Thanks for your time = ]


----------



## santod (Nov 19, 2011)

New battery time??


----------



## nostalgicgamerz (Aug 26, 2012)

santod said:


> New battery time??


I have a standard HTC Thunderbolt battery and a extended battery...both will not charge or turn on the phone


----------



## Patrick A. (Oct 6, 2011)

Get any response when you plug into pc?


----------



## lunar35 (Nov 22, 2011)

Do you have an SD card in it? Sometimes my phone will do the same thing and I can fix it by removing the SD card and charging.


----------



## nostalgicgamerz (Aug 26, 2012)

Patrick A. said:


> Do you have an SD card in it? Sometimes my phone will do the same thing and I can fix it by removing the SD card and charging.


I got a used HTC Rezound.

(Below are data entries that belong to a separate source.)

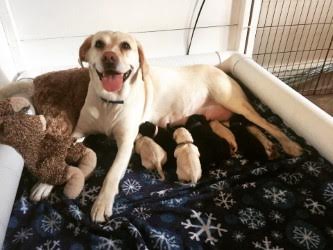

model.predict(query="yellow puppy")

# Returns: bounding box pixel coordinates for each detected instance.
[173,128,202,184]
[134,134,167,180]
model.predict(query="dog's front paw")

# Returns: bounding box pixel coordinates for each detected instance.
[30,183,54,201]
[90,193,114,223]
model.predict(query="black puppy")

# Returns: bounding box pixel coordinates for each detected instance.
[185,115,230,166]
[139,122,177,161]
[230,115,268,161]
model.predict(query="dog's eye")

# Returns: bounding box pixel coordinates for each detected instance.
[95,40,105,49]
[120,42,131,50]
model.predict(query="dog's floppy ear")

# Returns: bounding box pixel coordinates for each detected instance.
[79,35,93,66]
[136,41,149,81]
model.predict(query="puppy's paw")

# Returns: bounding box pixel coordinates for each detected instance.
[282,141,303,157]
[90,193,114,223]
[30,183,54,201]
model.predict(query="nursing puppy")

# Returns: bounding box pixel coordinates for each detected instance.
[33,31,302,222]
[134,134,167,180]
[173,128,202,184]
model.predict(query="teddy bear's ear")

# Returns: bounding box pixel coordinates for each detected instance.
[79,35,93,66]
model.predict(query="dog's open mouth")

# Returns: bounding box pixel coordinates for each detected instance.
[96,69,132,92]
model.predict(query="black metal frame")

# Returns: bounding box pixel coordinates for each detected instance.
[253,0,333,95]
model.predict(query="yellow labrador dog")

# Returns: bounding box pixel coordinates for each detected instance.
[74,31,302,222]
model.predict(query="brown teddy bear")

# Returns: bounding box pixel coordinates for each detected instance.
[0,97,96,199]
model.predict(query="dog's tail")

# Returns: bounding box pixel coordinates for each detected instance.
[0,80,34,100]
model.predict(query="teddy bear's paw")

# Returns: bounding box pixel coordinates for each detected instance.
[10,96,31,113]
[30,182,54,201]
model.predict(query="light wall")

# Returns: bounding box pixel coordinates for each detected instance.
[0,0,251,77]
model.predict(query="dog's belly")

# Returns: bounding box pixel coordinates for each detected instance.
[158,104,232,127]
[196,105,232,121]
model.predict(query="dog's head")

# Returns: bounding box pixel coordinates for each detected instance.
[79,31,148,100]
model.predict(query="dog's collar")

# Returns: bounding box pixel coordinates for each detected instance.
[177,141,193,148]
[100,97,124,104]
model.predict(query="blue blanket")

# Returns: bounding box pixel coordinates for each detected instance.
[4,92,333,250]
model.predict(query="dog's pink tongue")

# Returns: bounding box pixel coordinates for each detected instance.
[102,74,123,92]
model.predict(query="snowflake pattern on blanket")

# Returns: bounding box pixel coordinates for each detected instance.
[4,85,333,250]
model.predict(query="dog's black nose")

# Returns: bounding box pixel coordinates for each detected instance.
[102,51,119,67]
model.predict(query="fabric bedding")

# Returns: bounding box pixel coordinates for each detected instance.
[4,86,333,250]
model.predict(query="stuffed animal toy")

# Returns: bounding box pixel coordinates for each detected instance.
[0,97,96,199]
[173,128,202,184]
[185,115,230,166]
[32,69,90,135]
[134,134,167,180]
[139,122,177,161]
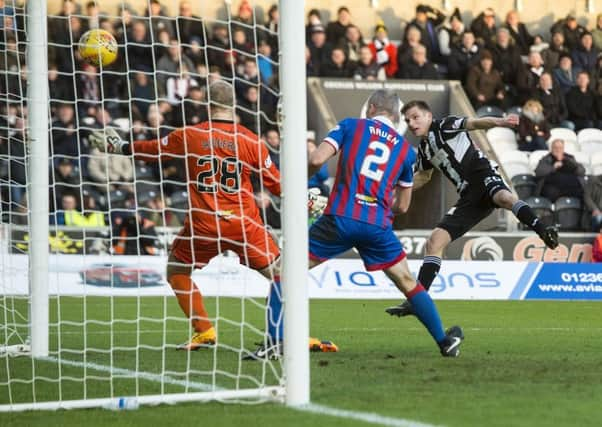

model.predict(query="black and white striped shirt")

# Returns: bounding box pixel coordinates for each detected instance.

It's amazing...it's everything the T-Bolt should have been

Lightning Will Not Strike Twice for My Thunderbolt.

Thank you for your concern and support....but it's a future spare parts phone on craigslist now.

This thread can be locked now.


----------



## nap12300 (Jan 10, 2012)

I'm having the same exact problem. Did you get it working or does anyone else have ideas to get the phone to charge and boot again?


----------